Trooper David Day appeared before a limited Court-martial at Cathal Brugha Barracks, Dublin, on the 30th April, 1998. He was convicted on one charge in particular; and in respect of certain other charges he pleaded guilty. Trooper Day received a punishment of 180 days imprisonment in respect of all charges. The Criminal Law Act, 1987, provides that this sentence may be ordered to be served in a civilian prison. He is therefore serving his sentence in Mountjoy prison, which is itself an additional aspect to his punishment. It is one thing for a military man to serve a sentence in a military custody, but it is another thing entirely to serve a sentence in a civilian prison such as Mountjoy.
Trooper Day now appeals against his conviction on the charge in respect of which he was found guilty as well as in respect of the sentence of imprisonment.
To go through the several charges. The first charge was one of absence without leave to which he pleaded guilty. The second charge was disobedience to an order, to which he also pleaded guilty. The third and forth charges also alleged being absent without leave.

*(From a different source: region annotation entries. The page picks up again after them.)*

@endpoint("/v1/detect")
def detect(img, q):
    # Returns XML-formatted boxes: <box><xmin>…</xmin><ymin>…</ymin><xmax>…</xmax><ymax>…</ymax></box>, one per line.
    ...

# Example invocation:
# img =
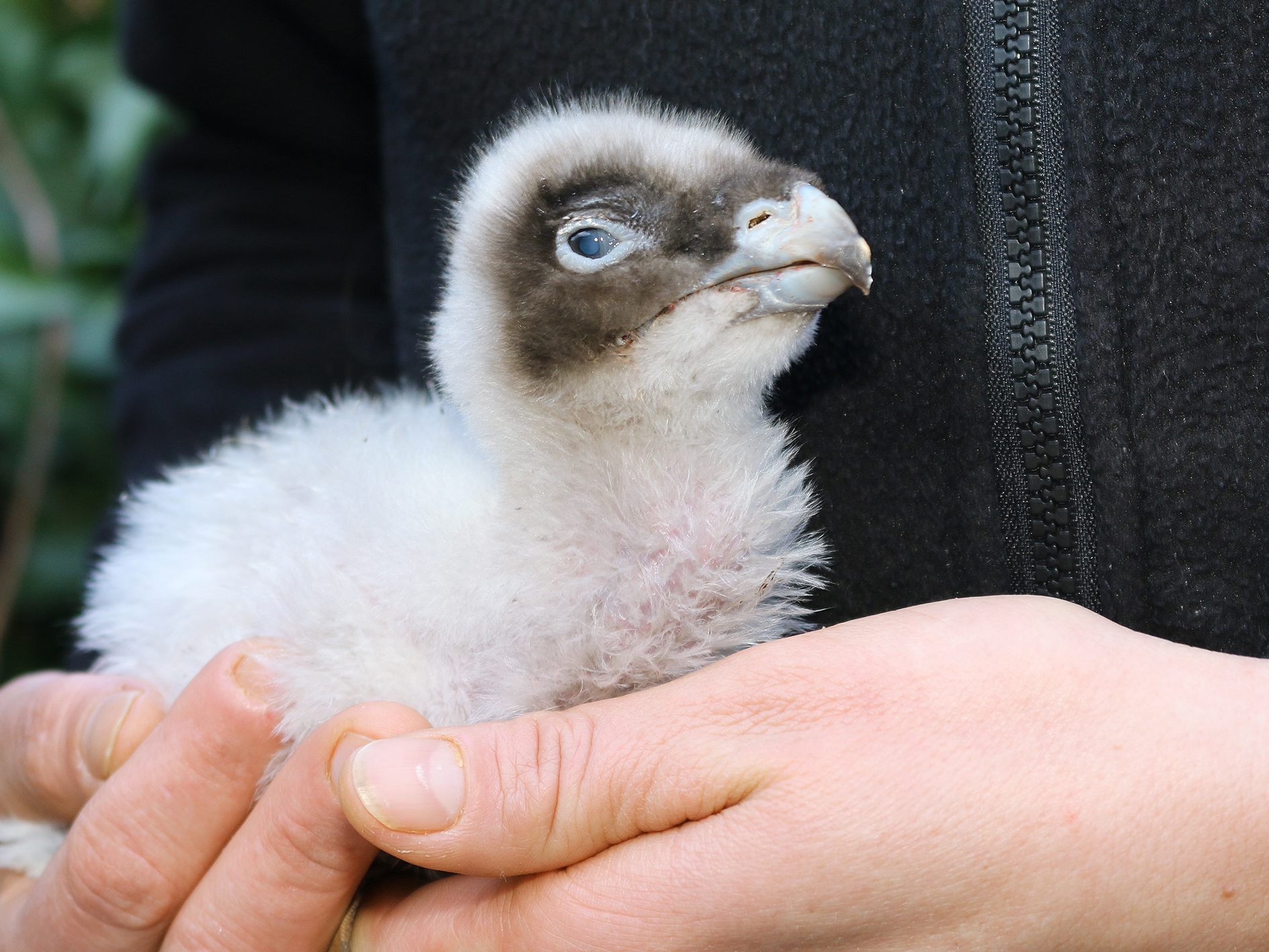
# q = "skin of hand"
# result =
<box><xmin>0</xmin><ymin>642</ymin><xmax>428</xmax><ymax>952</ymax></box>
<box><xmin>337</xmin><ymin>597</ymin><xmax>1269</xmax><ymax>952</ymax></box>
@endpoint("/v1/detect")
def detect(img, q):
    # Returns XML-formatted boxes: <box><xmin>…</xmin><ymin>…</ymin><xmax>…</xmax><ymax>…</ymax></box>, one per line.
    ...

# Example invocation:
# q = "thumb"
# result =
<box><xmin>337</xmin><ymin>679</ymin><xmax>764</xmax><ymax>876</ymax></box>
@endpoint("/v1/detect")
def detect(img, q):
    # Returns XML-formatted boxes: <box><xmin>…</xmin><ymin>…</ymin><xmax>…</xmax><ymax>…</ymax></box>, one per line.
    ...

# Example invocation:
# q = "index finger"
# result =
<box><xmin>0</xmin><ymin>671</ymin><xmax>164</xmax><ymax>822</ymax></box>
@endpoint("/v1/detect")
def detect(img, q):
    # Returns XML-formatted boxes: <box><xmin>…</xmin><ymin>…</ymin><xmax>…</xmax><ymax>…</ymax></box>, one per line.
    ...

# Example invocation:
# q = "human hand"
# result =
<box><xmin>0</xmin><ymin>642</ymin><xmax>428</xmax><ymax>952</ymax></box>
<box><xmin>337</xmin><ymin>598</ymin><xmax>1269</xmax><ymax>952</ymax></box>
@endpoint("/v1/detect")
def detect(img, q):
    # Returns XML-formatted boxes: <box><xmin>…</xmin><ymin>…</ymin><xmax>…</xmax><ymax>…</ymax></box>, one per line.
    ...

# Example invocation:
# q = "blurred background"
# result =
<box><xmin>0</xmin><ymin>0</ymin><xmax>167</xmax><ymax>683</ymax></box>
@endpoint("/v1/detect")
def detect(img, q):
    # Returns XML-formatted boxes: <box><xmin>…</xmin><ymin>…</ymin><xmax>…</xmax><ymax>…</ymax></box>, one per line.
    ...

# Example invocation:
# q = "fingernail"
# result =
<box><xmin>353</xmin><ymin>738</ymin><xmax>467</xmax><ymax>832</ymax></box>
<box><xmin>234</xmin><ymin>655</ymin><xmax>277</xmax><ymax>705</ymax></box>
<box><xmin>80</xmin><ymin>691</ymin><xmax>141</xmax><ymax>781</ymax></box>
<box><xmin>326</xmin><ymin>731</ymin><xmax>371</xmax><ymax>796</ymax></box>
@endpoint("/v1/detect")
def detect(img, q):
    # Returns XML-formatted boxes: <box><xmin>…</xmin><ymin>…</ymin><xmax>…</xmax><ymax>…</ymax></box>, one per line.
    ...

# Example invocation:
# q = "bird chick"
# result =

The most serious charge appears on the second charge sheet. It is alleged that on the 15th April, 1998, Trooper Day struck his superior officer, Commandant Oliver Barbour. The next charge was contrary to s. 133 of the Defence Act,1954. Trooper Day was threatening to do violence, and similarly with the other charges. There was also a charge of attempting to strike Sergeant Wynne which he was acquitted of by the Court-martial. The remaining charges have to do with escaping from custody and the final charge is of doing damage to a cell door in the sum of £14.30.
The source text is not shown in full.